Mathematica is a good tool for this problem. I can see two options, whose usefulness will depend on what you want the information for. The main problem is that your initial data is rasterised. In my first suggestion the image is left rasterised, in the second it is vectorised.
1. Morph the image (the easier and less general method). Find a mapping from Mercator[x,y] ->Robinson[x,y], probably using Mercator[x,y] ->(lat,long) ->Robinson[x,y]. GeoGridPosition is a useful mathematica function here. Wikipedia has the mappings if you want to roll your own: https://en.wikipedia.org/wiki/Robinson_projection#Formulation and https://en.wikipedia.org/wiki/Mercator_projection#Mathematics_of_the_Mercator_projection
. Then morph the image using ImageTransformation and your mapping. If you want to overlay this ocean pollution data with other maps (ocean currents etc.), you might want to use the ImageAlign function, depending on the images.
2. Perform some image processing first.
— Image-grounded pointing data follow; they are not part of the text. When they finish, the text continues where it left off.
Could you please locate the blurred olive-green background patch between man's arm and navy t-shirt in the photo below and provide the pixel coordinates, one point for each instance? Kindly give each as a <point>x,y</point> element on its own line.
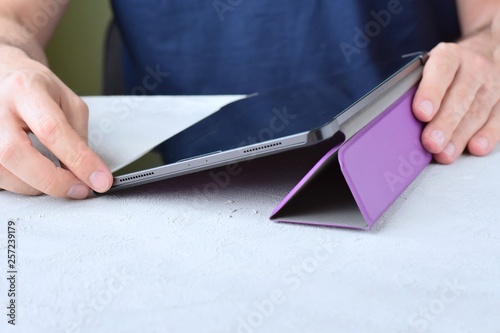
<point>76,51</point>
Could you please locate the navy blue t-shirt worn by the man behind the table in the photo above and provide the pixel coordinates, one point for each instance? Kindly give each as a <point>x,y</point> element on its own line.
<point>246,46</point>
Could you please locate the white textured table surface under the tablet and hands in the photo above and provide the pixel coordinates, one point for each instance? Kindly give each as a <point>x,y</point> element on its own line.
<point>182,255</point>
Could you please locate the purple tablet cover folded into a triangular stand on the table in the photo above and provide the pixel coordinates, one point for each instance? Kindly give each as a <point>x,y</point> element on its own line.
<point>356,181</point>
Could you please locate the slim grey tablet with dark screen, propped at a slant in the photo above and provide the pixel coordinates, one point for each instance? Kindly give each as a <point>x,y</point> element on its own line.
<point>302,113</point>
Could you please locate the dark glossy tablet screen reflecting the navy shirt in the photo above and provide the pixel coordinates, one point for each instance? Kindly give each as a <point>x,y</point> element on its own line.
<point>296,108</point>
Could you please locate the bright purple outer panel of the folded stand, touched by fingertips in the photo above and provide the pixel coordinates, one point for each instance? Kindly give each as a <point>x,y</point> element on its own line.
<point>381,160</point>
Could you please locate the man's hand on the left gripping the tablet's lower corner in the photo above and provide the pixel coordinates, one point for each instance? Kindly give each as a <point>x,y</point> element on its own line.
<point>33,99</point>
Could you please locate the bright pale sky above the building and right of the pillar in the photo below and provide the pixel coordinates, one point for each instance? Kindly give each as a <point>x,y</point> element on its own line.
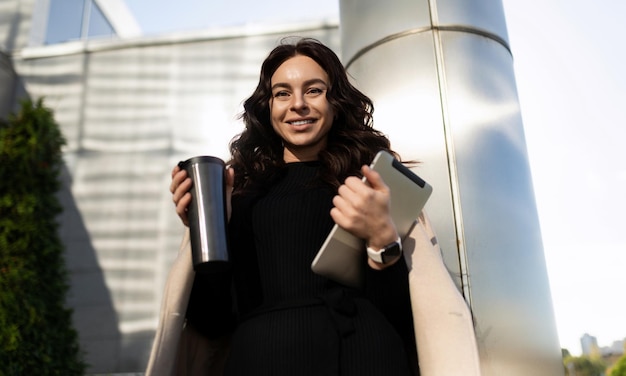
<point>568,59</point>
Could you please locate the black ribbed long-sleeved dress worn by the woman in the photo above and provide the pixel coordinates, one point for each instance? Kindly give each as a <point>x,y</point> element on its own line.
<point>289,320</point>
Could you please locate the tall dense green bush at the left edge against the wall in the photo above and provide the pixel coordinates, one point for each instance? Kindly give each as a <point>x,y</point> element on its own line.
<point>36,333</point>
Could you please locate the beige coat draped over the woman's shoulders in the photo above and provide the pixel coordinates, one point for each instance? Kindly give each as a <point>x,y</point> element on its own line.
<point>443,323</point>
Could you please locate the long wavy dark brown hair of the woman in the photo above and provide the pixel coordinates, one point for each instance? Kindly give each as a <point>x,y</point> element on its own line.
<point>257,152</point>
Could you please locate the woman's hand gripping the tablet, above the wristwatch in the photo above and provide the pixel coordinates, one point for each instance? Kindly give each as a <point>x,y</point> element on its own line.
<point>364,210</point>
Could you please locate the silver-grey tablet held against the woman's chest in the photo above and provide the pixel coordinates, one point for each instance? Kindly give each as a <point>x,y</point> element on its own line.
<point>341,256</point>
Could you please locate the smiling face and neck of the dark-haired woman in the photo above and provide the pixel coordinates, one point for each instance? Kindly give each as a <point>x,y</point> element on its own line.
<point>299,110</point>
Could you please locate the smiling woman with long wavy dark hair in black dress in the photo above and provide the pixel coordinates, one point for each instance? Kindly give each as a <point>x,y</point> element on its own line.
<point>295,171</point>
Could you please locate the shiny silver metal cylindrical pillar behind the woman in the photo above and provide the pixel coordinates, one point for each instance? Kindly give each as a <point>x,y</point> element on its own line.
<point>441,77</point>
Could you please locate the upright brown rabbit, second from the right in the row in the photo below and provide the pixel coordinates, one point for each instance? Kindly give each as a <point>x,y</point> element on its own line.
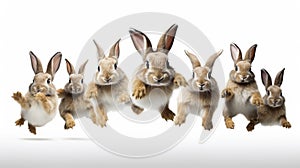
<point>241,93</point>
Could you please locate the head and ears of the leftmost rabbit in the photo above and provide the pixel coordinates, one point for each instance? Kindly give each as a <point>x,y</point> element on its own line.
<point>42,81</point>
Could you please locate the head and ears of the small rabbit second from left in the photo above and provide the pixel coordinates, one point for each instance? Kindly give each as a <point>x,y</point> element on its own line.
<point>76,84</point>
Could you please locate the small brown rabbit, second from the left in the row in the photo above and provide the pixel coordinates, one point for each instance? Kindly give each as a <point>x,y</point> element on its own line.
<point>74,104</point>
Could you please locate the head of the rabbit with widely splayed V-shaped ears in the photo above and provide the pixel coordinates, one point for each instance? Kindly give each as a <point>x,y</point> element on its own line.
<point>201,81</point>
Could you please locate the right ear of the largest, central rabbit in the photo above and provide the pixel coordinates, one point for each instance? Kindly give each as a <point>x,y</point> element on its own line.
<point>166,40</point>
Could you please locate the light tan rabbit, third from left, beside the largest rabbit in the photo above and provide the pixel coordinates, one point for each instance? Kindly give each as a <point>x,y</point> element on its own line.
<point>110,85</point>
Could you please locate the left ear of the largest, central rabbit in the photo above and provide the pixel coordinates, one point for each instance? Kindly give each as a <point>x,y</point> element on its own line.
<point>141,42</point>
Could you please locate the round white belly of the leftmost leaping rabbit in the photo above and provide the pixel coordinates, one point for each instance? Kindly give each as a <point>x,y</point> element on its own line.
<point>37,115</point>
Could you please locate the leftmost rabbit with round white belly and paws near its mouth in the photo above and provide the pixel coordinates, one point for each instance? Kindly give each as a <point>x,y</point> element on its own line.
<point>39,105</point>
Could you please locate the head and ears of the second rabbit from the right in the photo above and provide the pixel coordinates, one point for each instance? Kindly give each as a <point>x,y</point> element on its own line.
<point>242,72</point>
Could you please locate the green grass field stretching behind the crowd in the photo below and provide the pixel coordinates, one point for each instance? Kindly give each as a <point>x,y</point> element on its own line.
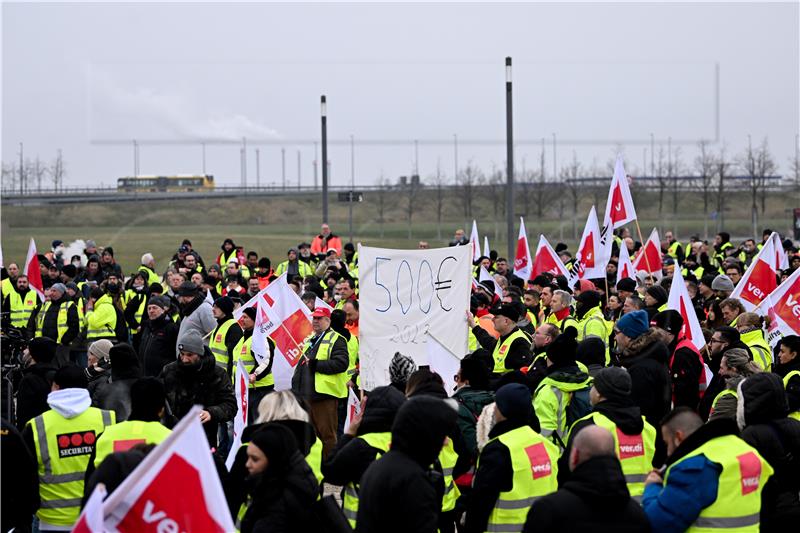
<point>272,226</point>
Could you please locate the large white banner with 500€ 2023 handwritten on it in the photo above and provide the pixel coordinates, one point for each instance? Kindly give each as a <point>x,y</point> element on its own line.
<point>406,297</point>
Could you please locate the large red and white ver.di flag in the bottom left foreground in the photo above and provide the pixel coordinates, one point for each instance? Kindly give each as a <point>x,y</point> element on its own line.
<point>175,488</point>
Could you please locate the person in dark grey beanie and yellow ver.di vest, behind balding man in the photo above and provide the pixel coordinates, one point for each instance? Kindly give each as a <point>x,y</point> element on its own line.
<point>634,437</point>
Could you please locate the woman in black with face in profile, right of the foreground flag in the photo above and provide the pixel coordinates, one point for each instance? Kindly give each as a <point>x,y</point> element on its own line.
<point>282,488</point>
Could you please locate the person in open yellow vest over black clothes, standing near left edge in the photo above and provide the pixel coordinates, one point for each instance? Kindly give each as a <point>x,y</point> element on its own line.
<point>58,319</point>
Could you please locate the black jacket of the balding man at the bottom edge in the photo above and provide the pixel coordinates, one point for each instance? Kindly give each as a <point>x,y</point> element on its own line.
<point>595,498</point>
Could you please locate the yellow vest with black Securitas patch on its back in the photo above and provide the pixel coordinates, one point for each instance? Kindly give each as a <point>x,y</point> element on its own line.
<point>63,447</point>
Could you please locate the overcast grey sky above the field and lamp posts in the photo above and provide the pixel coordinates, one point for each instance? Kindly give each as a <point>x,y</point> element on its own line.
<point>76,76</point>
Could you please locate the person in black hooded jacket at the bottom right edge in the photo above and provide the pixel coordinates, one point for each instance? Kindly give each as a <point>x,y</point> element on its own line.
<point>762,413</point>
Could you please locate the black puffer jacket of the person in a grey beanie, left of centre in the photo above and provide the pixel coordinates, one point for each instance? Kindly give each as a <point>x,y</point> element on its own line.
<point>207,385</point>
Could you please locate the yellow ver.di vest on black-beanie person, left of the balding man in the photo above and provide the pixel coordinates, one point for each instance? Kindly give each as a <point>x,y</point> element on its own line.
<point>534,462</point>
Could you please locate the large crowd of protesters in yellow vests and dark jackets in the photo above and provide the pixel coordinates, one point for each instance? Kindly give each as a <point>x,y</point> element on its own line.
<point>579,405</point>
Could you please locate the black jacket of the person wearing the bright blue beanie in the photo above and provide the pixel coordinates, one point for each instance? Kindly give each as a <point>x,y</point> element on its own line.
<point>646,359</point>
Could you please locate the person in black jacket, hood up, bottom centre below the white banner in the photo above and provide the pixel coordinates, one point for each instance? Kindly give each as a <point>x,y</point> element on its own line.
<point>398,491</point>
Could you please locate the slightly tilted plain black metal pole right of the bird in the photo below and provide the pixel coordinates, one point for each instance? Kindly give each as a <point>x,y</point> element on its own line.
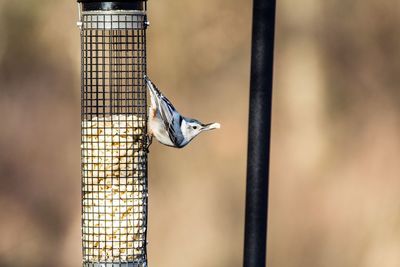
<point>255,241</point>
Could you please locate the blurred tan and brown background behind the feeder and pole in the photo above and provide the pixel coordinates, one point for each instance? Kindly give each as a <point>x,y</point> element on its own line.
<point>335,187</point>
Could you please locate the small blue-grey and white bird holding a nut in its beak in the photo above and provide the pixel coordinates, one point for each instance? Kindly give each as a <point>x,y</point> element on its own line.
<point>167,125</point>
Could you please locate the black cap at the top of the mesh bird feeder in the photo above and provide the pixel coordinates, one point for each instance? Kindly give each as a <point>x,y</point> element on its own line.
<point>92,5</point>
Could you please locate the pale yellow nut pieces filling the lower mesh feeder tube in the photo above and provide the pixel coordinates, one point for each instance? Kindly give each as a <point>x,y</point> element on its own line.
<point>113,170</point>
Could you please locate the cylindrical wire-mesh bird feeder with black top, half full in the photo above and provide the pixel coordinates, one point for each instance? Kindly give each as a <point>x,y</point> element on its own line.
<point>113,133</point>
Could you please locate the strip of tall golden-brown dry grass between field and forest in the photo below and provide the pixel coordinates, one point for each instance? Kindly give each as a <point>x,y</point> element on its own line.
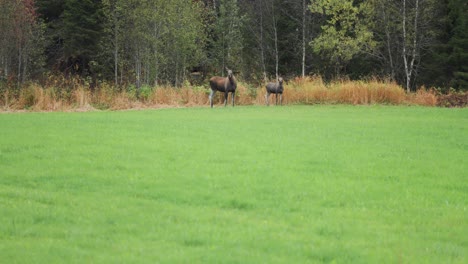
<point>77,96</point>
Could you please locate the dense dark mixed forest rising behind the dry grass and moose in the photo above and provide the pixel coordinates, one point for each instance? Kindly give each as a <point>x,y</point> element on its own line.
<point>154,42</point>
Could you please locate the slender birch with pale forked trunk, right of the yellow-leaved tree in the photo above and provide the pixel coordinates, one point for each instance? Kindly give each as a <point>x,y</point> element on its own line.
<point>406,31</point>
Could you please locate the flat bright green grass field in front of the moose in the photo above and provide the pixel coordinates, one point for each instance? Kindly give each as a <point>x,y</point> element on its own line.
<point>293,184</point>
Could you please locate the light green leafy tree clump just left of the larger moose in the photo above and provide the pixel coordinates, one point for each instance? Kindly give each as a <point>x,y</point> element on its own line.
<point>164,38</point>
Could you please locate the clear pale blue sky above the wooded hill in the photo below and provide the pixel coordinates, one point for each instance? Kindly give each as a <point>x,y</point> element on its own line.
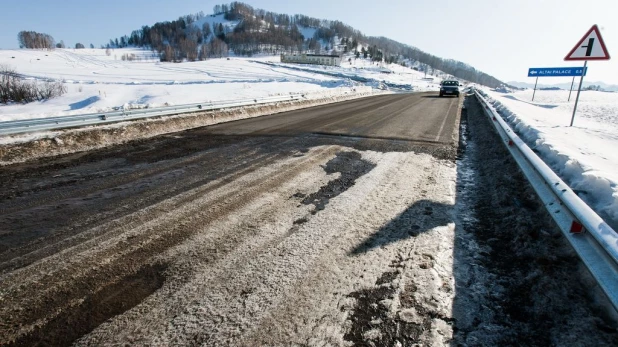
<point>502,38</point>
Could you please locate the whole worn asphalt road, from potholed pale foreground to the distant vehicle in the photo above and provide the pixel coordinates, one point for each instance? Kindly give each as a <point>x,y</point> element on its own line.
<point>265,231</point>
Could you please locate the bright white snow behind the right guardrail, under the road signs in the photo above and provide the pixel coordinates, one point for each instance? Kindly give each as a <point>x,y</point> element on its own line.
<point>584,155</point>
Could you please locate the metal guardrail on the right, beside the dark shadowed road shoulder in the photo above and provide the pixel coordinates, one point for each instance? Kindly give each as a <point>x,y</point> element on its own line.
<point>593,239</point>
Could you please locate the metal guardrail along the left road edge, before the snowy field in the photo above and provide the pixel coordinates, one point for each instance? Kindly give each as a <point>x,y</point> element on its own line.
<point>63,122</point>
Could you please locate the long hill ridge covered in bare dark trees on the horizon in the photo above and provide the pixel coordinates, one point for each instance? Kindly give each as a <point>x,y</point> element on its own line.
<point>247,31</point>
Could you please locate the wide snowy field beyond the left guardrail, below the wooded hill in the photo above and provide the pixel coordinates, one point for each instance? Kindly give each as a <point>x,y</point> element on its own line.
<point>97,82</point>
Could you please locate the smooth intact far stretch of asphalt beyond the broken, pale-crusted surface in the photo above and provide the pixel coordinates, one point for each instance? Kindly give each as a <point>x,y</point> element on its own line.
<point>420,117</point>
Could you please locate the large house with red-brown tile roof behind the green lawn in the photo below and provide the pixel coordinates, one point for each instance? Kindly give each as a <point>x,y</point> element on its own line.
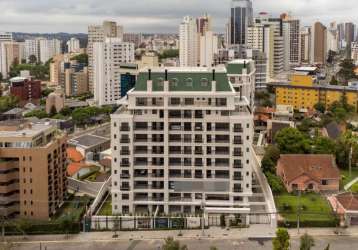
<point>317,173</point>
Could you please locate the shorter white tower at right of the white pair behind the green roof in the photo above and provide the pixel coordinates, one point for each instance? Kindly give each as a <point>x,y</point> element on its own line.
<point>208,48</point>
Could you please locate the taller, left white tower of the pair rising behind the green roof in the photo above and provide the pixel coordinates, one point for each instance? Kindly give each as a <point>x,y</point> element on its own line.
<point>188,43</point>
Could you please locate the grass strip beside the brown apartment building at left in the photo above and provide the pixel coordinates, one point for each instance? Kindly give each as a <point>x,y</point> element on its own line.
<point>75,206</point>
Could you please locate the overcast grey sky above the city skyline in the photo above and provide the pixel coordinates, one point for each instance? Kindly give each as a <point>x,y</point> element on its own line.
<point>154,15</point>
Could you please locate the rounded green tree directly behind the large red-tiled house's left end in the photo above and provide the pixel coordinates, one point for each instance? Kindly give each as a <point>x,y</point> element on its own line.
<point>292,141</point>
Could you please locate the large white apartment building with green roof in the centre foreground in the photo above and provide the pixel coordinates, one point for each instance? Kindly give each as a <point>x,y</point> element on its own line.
<point>181,143</point>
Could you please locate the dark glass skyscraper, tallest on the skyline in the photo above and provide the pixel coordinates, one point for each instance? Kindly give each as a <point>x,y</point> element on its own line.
<point>241,17</point>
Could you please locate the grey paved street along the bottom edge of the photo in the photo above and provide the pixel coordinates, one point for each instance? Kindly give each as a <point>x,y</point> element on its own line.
<point>339,243</point>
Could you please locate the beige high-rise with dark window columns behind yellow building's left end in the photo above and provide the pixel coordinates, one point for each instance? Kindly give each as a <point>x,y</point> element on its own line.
<point>291,35</point>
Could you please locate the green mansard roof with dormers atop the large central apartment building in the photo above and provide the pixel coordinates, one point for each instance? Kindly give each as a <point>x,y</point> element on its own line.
<point>183,81</point>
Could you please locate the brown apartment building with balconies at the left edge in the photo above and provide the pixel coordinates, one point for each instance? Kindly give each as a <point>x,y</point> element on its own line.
<point>32,169</point>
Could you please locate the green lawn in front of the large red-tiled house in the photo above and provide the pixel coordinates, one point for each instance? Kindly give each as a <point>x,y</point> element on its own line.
<point>315,209</point>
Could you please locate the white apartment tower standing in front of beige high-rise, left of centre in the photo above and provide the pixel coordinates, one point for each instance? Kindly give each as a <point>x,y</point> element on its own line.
<point>107,57</point>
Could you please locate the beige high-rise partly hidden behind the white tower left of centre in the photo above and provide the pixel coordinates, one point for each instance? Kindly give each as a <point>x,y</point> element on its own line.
<point>98,33</point>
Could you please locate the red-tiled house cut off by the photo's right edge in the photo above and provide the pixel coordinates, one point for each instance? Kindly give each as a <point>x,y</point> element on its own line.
<point>346,206</point>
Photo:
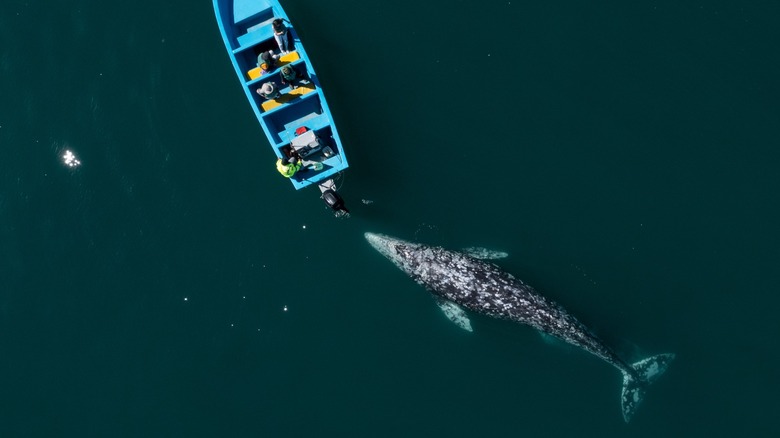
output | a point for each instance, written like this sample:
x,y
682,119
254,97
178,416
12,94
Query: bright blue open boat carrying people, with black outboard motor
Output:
x,y
293,113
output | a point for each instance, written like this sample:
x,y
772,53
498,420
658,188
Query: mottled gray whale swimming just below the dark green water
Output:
x,y
461,281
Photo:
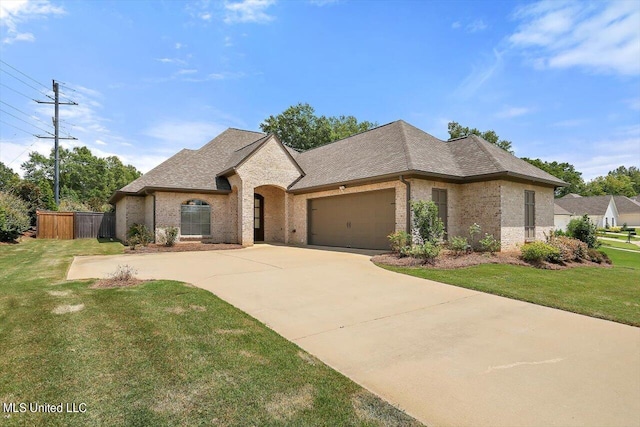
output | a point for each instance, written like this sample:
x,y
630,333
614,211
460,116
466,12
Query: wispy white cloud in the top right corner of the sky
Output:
x,y
601,37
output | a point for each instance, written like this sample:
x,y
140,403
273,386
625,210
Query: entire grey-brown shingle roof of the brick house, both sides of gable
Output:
x,y
392,149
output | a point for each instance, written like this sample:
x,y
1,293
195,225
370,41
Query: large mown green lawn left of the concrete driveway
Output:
x,y
161,353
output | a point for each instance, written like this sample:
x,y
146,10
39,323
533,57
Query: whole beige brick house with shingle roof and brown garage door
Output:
x,y
246,186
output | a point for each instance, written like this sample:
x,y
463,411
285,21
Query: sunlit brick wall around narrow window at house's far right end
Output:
x,y
512,194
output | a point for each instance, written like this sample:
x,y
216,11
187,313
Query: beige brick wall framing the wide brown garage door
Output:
x,y
297,207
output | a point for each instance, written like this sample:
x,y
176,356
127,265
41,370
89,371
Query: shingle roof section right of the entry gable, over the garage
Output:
x,y
399,148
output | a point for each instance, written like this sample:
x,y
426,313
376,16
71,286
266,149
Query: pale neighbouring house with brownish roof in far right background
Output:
x,y
604,211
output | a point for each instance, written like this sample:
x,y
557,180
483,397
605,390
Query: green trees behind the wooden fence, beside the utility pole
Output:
x,y
84,177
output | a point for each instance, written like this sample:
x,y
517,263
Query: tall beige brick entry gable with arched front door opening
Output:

Identify regions of interest (lots/absence of pollution etc.) by their colour on the map, using RegionBinarize or similar function. Then vectorise the data. This is key for making the data easy to use elsewhere. You can do it just by creating a polygon between vertices located at the centres of each boundary pixel of the interesting area. Then map the polygon onto the geodetic sphere and then to the Robinson projection. The end result will be a polygon in the Robinson projection, which you can overlay onto a map or other data (ocean currents etc.) in any graphical style you want: colors, opacities, textures etc. If you have multispectral information in your original image (different kinds of pollution being represented by different colours), you can do repeat this process for each colour, ending with a bunch of polygons that you can combine and overlay in different manners. Alternatively you could set different thresholds in RegionBinarize and end up with a kind of contour map of pollution.